# Retro/rare gamers



## Mattey h

Hi chaps.
Anyone on here into retro gaming? Or maybe rareish consoles?
Been tidying out my junk cupboard and found my old nec pc engine duo.
I think these systems are quite rare in this country, as they were never officially imported. Anyone else got owt that's old or rare?
Want to fire it up, and slip back in time to play some old classic arcade games. Need to buy a new power supply for it though, as the current one runs on us spec adaptor I think. It needs a step down transformer and a shaver style socket to work. Could I just get a universal adaptor with the correct output from marlins to power it?


----------



## Dan J

Not rare but old I've still got my N64 with expansion pack but have no power pack or controllers for it, used to love playing duke nukem on it and golden eye,
It's now sitting in a draw doing nothing, it will be sold eventually.


----------



## WRX_Paul

I am into retro gaming, I have 44 consoles from around the world and hundreds of games, my PC Engine has an adaptor with it but a universal adaptor should work. I also have the PC Engine GT, the handheld version. I have almost every console ever released in any country, I have photos somewhere of it all together, I will try and find them.


----------



## WRX_Paul

Here are my photos:-









































































Paul


----------



## [email protected]

Thats mad lol


----------



## PaulTheo

I play BHD now and again for a laugh does that count


----------



## Dan J

Wow! That's a collection and a half Paul :shock:
Used to have a megadrive and dreamcast years ago.


----------



## R7KY D

WRX_Paul said:


> I am into retro gaming


:doublesho WOW !!!! You are aware that there is a female of the species out there aren't you ?

Just kidding , That is an amazing collection , Very impressive

I'd love to get my hands on a PC version of the old school game Elite , I'm off to google it now to still if I can


----------



## WRX_Paul

Lol, I don't smoke or drink, so I have to spend my money on something!
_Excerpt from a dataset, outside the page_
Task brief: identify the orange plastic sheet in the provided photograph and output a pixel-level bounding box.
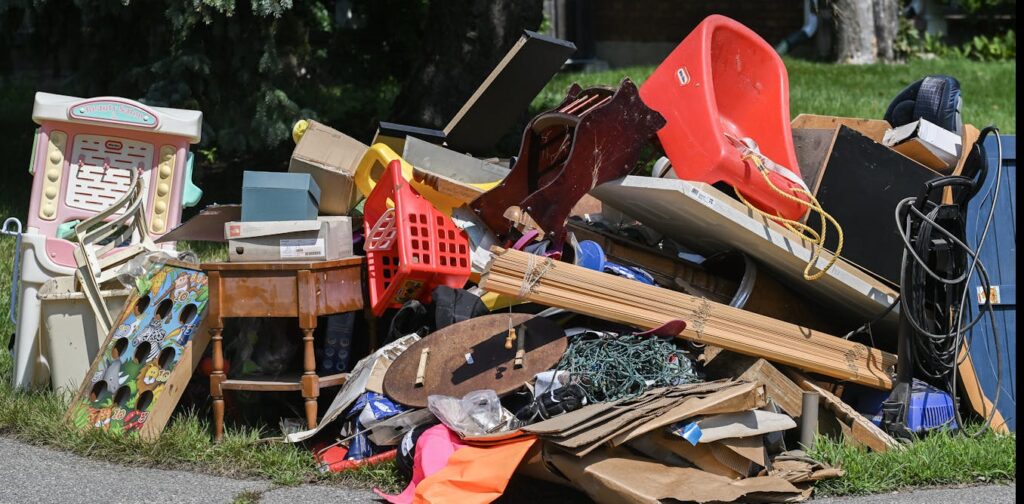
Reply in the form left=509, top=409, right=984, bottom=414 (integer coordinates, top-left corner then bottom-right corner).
left=413, top=435, right=537, bottom=504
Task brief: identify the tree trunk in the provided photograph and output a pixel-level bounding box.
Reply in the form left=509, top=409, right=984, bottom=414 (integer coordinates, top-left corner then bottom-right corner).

I get most of it from car boot sales, i buy old consoles and old toys from boot sales and sell them on ebay, mainly deal in 80's figures like transformers, He-Man, thundercats, TMNT, etc


----------



## Dan J

WRX_Paul said:


> Lol, I don't smoke or drink, so I have to spend my money on something! I get most of it from car boot sales, i buy old consoles and old toys from boot sales and sell them on ebay, mainly deal in 80's figures like transformers, He-Man, thundercats, TMNT, etc


Bet optimus prime goes for loads of dosh, I wanted that so badly when I was a kid.


----------



## Mattey h

that is a serious collection you got there. Wish I had those. I have got a pc engine turbo duo. Somewhere I have an atari 2600! Also got a dreamcast somewhere, and an n64.


----------



## impster

Ah yes, all well and good, but have you got an old Binatone 'console'???? One with a 'wood effect' finish?
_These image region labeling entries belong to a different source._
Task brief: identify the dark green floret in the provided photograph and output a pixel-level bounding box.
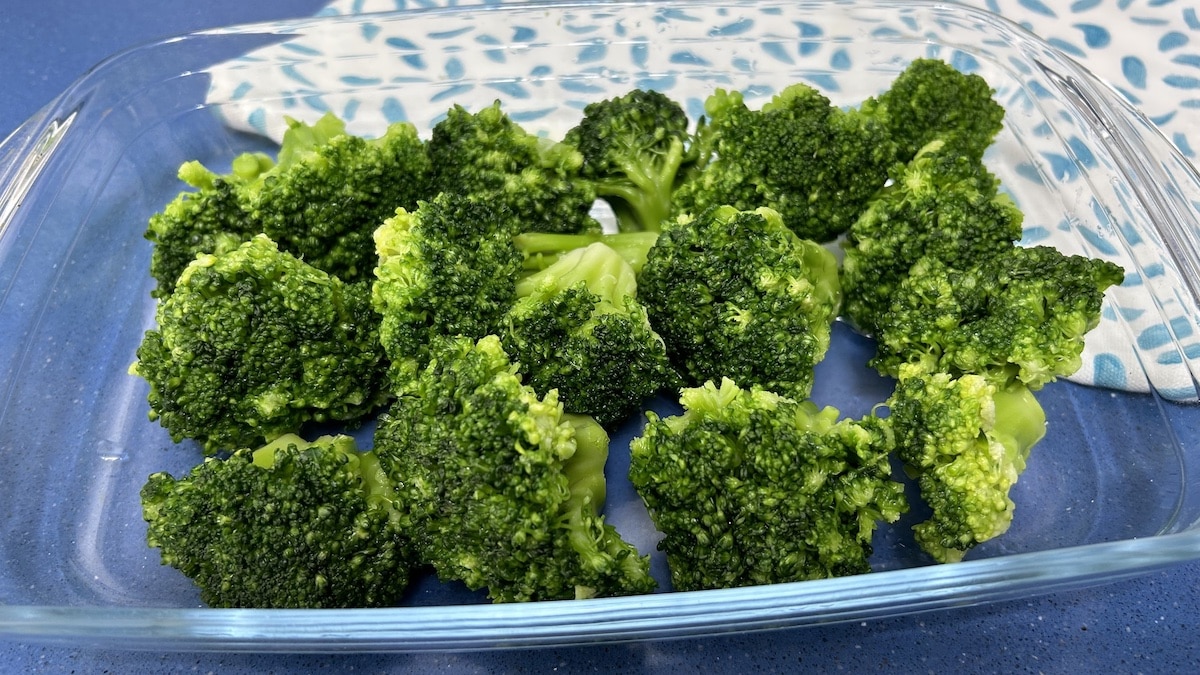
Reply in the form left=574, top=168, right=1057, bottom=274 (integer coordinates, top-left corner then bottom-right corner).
left=564, top=89, right=694, bottom=232
left=145, top=153, right=275, bottom=298
left=871, top=246, right=1124, bottom=389
left=500, top=243, right=678, bottom=425
left=427, top=101, right=600, bottom=233
left=673, top=84, right=895, bottom=241
left=878, top=59, right=1004, bottom=162
left=130, top=234, right=386, bottom=453
left=252, top=113, right=432, bottom=282
left=374, top=336, right=655, bottom=602
left=629, top=380, right=907, bottom=591
left=637, top=207, right=841, bottom=399
left=841, top=141, right=1022, bottom=335
left=372, top=192, right=522, bottom=377
left=142, top=435, right=414, bottom=609
left=888, top=365, right=1045, bottom=562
Spent many an hour playing 'tennis' and 'shooting gallery' about 30 years ago on one.

I probably thought how realistic it was as well!


----------



## Dan J

impster said:


> Ah yes, all well and good, but have you got an old Binatone 'console'???? One with a 'wood effect' finish?
> 
> Spent many an hour playing 'tennis' and 'shooting gallery' about 30 years ago on one.
> 
> I probably thought how realistic it was as well!


Lmao I had a binatone unit but had a b&w tv so graphically it was crap

Tennis was awesome lol


----------



## WRX_Paul

impster said:


> Ah yes, all well and good, but have you got an old Binatone 'console'???? One with a 'wood effect' finish?
> 
> Spent many an hour playing 'tennis' and 'shooting gallery' about 30 years ago on one.
> 
> I probably thought how realistic it was as well!


4th Picture down, bottom right, green box :thumb:


----------



## Geordie_1982

I had a commodore 64 and Amiga 500+.
Used to love playing on Lemming's, 
Cannon Fodder 1 & 2
Desert Strike: Return To The Gulf

Would love to get them again


----------



## Pezza4u

Wow what a collection :thumb: Do you use any of them?

I've owned a Spectrum, Amega, Megadrive, Gamegear, Dreamcast, NES, Gameboy during my childhood and got rid of all of them  My son still has an N64 and PS1 in his bedroom.

I would've loved to have kept them all but just don't have the room.



WRX_Paul said:


> Lol, I don't smoke or drink, so I have to spend my money on something! I get most of it from car boot sales, i buy old consoles and old toys from boot sales and sell them on ebay, mainly deal in 80's figures like transformers, He-Man, thundercats, TMNT, etc


That takes me back, think I'm gonna go to some boot sales in the summer see what people are getting rid of


----------



## Wozski

I love this thread!
I had a pc engine with cd rom and it was class - i loved playing splatterhouse, gradius etc - i have these games on my wifes wii now so i am happy.. Nothing better though than playing the real thing. I do have a japanese n64 though. Was the 1st to own it in my area too :O)


----------



## alfajim

have you got an amiga cd32?
i remember a games system that had a tennis game on it. it may well have been a lazer disc kind of thing. think it was made by philips, cdo or something


----------



## Wozski

tha might be the 3DO?


----------



## anthonyh90

i think the most retro gaming system i've got is a gameboy pocket. we did have a sega mega drive but my brother broke it when he was about 3 by standing on it  my parents have still got a sega master system plus though.


----------



## alfajim

Wozski said:


> tha might be the 3DO?


http://en.wikipedia.org/wiki/CD-i
this was it. you jogged my memory :thumb:


----------



## Spoony

We've got an Atari, mega-cd, mega drive, ps1/2 and some others in the loft. Just installed psx emulator on my laptop it's retro time for me.


----------



## Oli1983uk

I have a few bits mostly Nintendo stuff


























Also this signed by two people


----------



## 2157R

I have an old BBC Model B (complete with broken tape deck and copy of Intergalactic Space Trading game - Elite) and a Sega Master System with about 25 games including Wonderboy 3: The Dragon's Trap. :argie:

i bought a second-hand Game Gear about 5 years ago but the screen was buggered and it chewed through batteries at an insane rate.


----------



## Danno1975

I Spy a Tomy Tronic


----------



## ITHAQVA

Ah, but does anyone remember the Philips Videopack?


----------



## m1pui

Atari Jaguar & Alien vs Predator = :argie:


----------



## Danno1975

ITHAQVA said:


> Ah, but does anyone remember the Philips Videopack?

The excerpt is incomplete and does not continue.